How to Choose a NoSQL Database
The world of NoSQL databases is a very noisy (and confusing) space. Matt Aslett at the 451 Group has done an amazing job of cataloging various databases (including NoSQL) in his Database Landscape Map.
To simplify the NoSQL world, lets take a look at the top 3 databases in terms of current popularity and how they compare to Apache Accumulo, which is at the core of our product, Sqrrl Enterprise.
MongoDB: It is a wonderfully easy-to-use document store that many select as a flexible replacement for a SQL database, as it (like all NoSQL databases) does not require pre-defined schemas. However, MongoDB has difficulty scaling to very large datasets (e.g., 100+ TB) and does not natively work with your Hadoop cluster. It also does not possess fine-grained security controls.
Cassandra: This is an excellent choice if your data is too big for MongoDB and you require multi-datacenter replication. Although Cassandra was not originally designed to run natively on your Hadoop cluster, it now has integrations with MapReduce, Pig, and Hive. It does not possess fine-grained security controls.
HBase: HBase natively integrates with Hadoop, and it can handle very large datasets. However, it does not have fine-grained security controls.
Accumulo: Accumulo has an architecture most similar to HBase, which allows it also to natively plug into your Hadoop cluster. It is far more scalable than MongoDB, and with reported cluster sizes in the multiple thousands within the Intelligence Community it is also significantly more scalable than HBase and Cassandra. Accumulo is the only NoSQL database with cell-level security capabilities. Accumulo also has other features that could lead one to choose it over HBase or Cassandra for reasons other than security or scalability. For example, Accumulo has a powerful server-side programming mechanism called Iterators, which provide it with the capability to do a variety of real-time aggregations and analytics.

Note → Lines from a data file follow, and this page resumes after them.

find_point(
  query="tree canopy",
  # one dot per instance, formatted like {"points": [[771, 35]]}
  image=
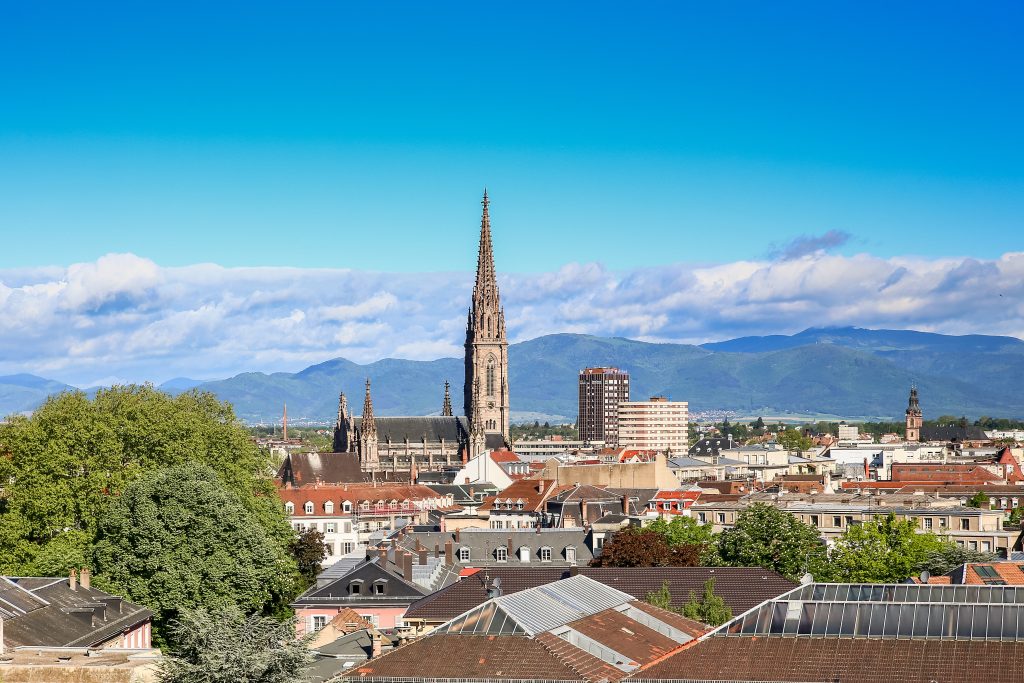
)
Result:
{"points": [[75, 455], [634, 547], [225, 646], [773, 539], [178, 539]]}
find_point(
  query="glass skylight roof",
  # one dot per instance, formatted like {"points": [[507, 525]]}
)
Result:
{"points": [[905, 610]]}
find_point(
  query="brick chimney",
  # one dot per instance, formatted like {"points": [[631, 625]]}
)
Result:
{"points": [[407, 565]]}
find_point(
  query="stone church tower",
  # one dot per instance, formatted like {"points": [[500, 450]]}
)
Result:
{"points": [[486, 388], [913, 417]]}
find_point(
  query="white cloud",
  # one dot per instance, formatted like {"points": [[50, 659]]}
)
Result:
{"points": [[128, 317]]}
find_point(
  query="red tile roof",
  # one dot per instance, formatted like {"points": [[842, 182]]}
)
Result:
{"points": [[846, 659]]}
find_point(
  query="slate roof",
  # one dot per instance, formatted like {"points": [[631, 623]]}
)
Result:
{"points": [[463, 656], [741, 588], [58, 616], [336, 593], [454, 429], [846, 659]]}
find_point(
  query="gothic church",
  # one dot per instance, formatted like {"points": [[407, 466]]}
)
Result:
{"points": [[410, 443]]}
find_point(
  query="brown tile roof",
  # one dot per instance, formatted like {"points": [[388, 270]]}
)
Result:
{"points": [[586, 665], [445, 655], [534, 494], [846, 659], [687, 626], [741, 588], [614, 630], [354, 493]]}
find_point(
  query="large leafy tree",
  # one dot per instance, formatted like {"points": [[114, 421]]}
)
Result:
{"points": [[177, 538], [687, 531], [226, 646], [773, 539], [64, 465], [634, 547], [891, 550]]}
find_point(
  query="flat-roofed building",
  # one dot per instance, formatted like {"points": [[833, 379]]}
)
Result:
{"points": [[657, 424], [601, 390]]}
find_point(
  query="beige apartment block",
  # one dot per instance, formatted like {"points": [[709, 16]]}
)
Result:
{"points": [[657, 424]]}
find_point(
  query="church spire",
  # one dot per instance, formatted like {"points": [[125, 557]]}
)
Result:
{"points": [[368, 426], [446, 410]]}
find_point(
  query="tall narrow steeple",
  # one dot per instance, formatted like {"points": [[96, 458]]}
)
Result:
{"points": [[368, 425], [485, 390]]}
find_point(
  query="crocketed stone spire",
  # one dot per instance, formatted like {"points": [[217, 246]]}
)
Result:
{"points": [[446, 410], [485, 390]]}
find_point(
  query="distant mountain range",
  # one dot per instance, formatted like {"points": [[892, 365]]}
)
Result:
{"points": [[845, 372]]}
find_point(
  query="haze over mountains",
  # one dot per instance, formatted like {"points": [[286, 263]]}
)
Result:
{"points": [[846, 372]]}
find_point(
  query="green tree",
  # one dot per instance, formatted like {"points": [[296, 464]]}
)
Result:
{"points": [[687, 531], [177, 538], [883, 550], [979, 500], [225, 646], [660, 598], [308, 551], [709, 608], [773, 539], [793, 439], [75, 455], [634, 547]]}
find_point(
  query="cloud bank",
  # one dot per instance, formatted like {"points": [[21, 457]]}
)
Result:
{"points": [[124, 317]]}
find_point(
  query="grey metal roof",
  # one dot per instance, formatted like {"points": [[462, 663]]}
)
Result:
{"points": [[538, 609], [888, 610]]}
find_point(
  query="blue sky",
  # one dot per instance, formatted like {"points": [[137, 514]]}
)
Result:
{"points": [[295, 134], [667, 171]]}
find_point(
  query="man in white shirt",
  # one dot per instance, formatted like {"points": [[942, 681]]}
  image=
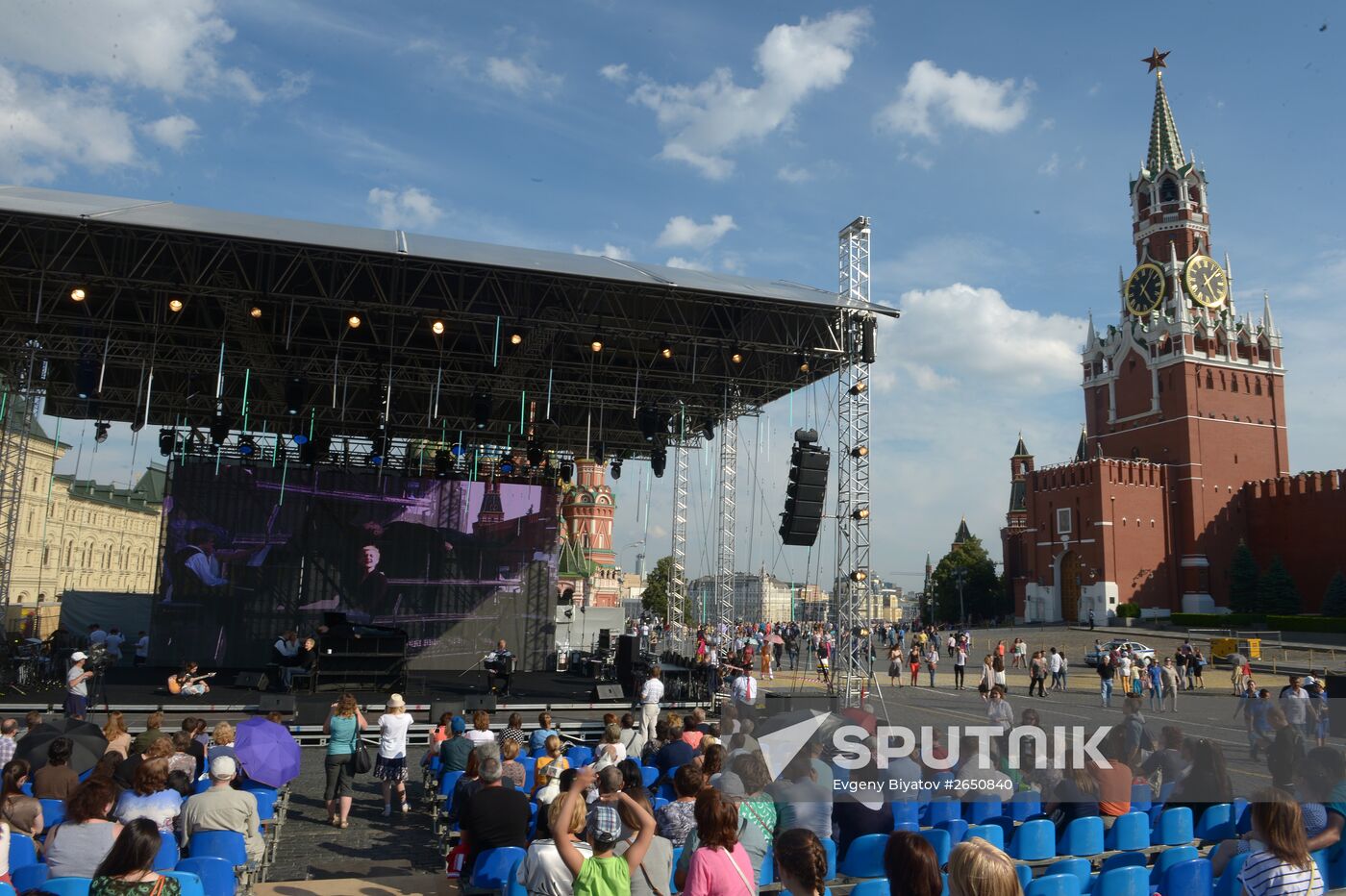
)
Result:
{"points": [[650, 696]]}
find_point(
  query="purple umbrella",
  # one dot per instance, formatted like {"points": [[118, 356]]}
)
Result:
{"points": [[266, 751]]}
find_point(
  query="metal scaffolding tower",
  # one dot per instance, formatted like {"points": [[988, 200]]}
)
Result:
{"points": [[729, 512], [852, 580]]}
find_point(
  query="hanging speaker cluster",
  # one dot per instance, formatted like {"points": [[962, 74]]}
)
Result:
{"points": [[807, 491]]}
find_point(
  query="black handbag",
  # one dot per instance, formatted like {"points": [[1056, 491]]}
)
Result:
{"points": [[360, 760]]}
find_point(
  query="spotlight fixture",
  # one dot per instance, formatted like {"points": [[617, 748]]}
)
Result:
{"points": [[481, 410]]}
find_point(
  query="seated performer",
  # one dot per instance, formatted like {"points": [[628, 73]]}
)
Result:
{"points": [[500, 665], [187, 683]]}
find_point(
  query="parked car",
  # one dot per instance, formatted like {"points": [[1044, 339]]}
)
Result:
{"points": [[1137, 650]]}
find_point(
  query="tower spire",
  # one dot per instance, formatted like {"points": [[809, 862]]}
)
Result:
{"points": [[1164, 145]]}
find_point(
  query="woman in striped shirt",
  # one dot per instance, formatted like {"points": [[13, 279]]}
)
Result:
{"points": [[1281, 864]]}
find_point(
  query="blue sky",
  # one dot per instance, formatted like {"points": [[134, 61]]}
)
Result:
{"points": [[991, 144]]}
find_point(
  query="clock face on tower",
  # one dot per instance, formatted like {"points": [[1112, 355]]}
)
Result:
{"points": [[1146, 289], [1205, 282]]}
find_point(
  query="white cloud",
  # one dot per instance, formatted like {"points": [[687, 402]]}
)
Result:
{"points": [[677, 261], [521, 77], [609, 250], [932, 94], [44, 131], [172, 132], [710, 120], [406, 211], [793, 174], [683, 232]]}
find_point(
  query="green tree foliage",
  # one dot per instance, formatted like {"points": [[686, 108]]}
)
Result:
{"points": [[983, 592], [1242, 582], [1276, 592], [656, 598], [1334, 602]]}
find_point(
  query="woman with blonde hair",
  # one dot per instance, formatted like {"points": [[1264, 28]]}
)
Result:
{"points": [[118, 738], [976, 868], [1281, 864], [390, 765], [342, 727]]}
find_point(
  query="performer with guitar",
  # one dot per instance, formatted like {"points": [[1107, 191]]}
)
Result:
{"points": [[188, 684]]}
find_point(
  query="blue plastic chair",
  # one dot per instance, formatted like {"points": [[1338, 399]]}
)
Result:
{"points": [[67, 885], [22, 851], [1083, 837], [491, 869], [1174, 828], [1034, 841], [219, 844], [1130, 832], [1170, 858], [941, 841], [864, 856], [993, 834], [187, 883], [215, 875], [1081, 868], [1053, 885], [979, 810], [878, 886], [53, 811], [1191, 876], [30, 876], [167, 856], [1217, 822], [1124, 882], [1025, 806], [938, 810], [958, 829]]}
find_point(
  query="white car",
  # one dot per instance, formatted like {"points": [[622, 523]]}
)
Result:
{"points": [[1137, 650]]}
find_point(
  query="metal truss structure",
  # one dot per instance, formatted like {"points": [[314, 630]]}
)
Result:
{"points": [[852, 580], [175, 295]]}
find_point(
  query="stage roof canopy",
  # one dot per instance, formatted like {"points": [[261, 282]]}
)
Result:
{"points": [[172, 288]]}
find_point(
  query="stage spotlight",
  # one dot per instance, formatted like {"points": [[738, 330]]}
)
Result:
{"points": [[293, 394], [481, 410]]}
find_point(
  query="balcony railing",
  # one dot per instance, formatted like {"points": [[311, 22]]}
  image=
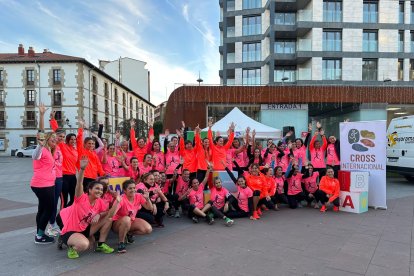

These high level differences between MongoDB, Cassandra, HBase, and Accumulo are summarized in the decision tree diagram below. Of course, there are a wide variety of more detailed technical differences that will be explored in greater detail in a later post. This decision tree can be summarized with a few simple statements:
- If you need a quick, simple solution and have “small” Big Data (e.g., a few dozen terabytes), MongoDB may be the answer.
- If you need cell-level security or multi-petabyte scalability, Accumulo is the right answer.
- If you have data that is too big for MongoDB and don’t need cell-level security or massive scalability, we would recommend testing HBase, Cassandra, and Accumulo for your specific workloads. Each has their own nuanced advantages and disadvantages.
- If you don’t need real-time analytics, you are probably on the wrong decision tree and can stick with the Hadoop Distributed File System and batch analytics.
It is worth noting that the NoSQL databases above are all open source databases. Sqrrl Enterprise builds upon Accumulo and adds a number of additional features to Accumulo including streaming ingest, JSON, encryption, identity management integrations, full-text search, SQL queries, graph search, and statistics. We believe that these features set Sqrrl Enterprise apart from other Big Data platforms.